Nach dem Flugzeugabschuss über der Ukraine: Airlines verlangen Informationen über Sicherheitsrisiken

Fluggesellschaften und Luftfahrtorganisation setzen auf den zuverlässigen Austausch von Kenntnissen, um Katastrophen wie den MH17-Abschuss zu vermeiden. Dabei wünschen sie sich auch Informationen von Geheimdiensten.

Die Fluggesellschaften fordern als Konsequenz aus der Katastrophe des Abschusses des malaysischen Flugs MH17 neue sichere Informationskanäle über Risiken beim Überflug über Konfliktgebiete. MH17 habe eine Lücke und Mängel im Informationsfluss offenbart. Die Regierungen und Geheimdienste seien gefordert, ihre Kenntnisse zuverlässig und klar mitzuteilen, hieß es auf einer von der Internationalen Zivilen Luftfahrtorganisation Icao einberufenen Konferenz in Montreal.

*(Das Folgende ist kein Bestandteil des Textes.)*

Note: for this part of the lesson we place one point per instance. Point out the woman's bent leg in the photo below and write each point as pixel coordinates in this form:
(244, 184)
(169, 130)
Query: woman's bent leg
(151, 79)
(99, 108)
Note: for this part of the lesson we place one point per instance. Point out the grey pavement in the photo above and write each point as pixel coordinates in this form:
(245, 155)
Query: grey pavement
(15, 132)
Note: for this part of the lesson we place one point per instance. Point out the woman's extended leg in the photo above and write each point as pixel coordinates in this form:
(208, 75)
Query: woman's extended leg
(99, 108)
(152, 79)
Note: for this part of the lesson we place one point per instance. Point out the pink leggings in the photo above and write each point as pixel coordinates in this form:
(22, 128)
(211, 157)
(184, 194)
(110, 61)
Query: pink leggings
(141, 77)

Der Abschuss von MH17 hätte nicht passieren müssen

Der Abschuss von MH17 sei eine „Katastrophe, die nicht hätte passieren müssen“, klagte Tony Tyler, Generaldirektor des Fluglinienverbandes Iata. Den Fluggesellschaften sei gesagt worden, „dass Flüge über 32 000 Fuß, die die Ukraine überfliegen, nicht gefährdet seien. Wir wissen jetzt, wie falsch diese Einschätzung war“. Bei der Risikobewertung und der Weitergabe von Informationen sind nach Ansicht der Luftfahrtindustrie zunächst die Regierungen in der Pflicht. „Wir brauchen klare und verlässliche Informationen“, sagte Tyler. Letztendlich aber müsse es die Entscheidung einer Fluggesellschaft bleiben, ob sie aufgrund der  Informationen eine Route fliege, erklärten Vertreter der Zivilluftfahrt in Montreal.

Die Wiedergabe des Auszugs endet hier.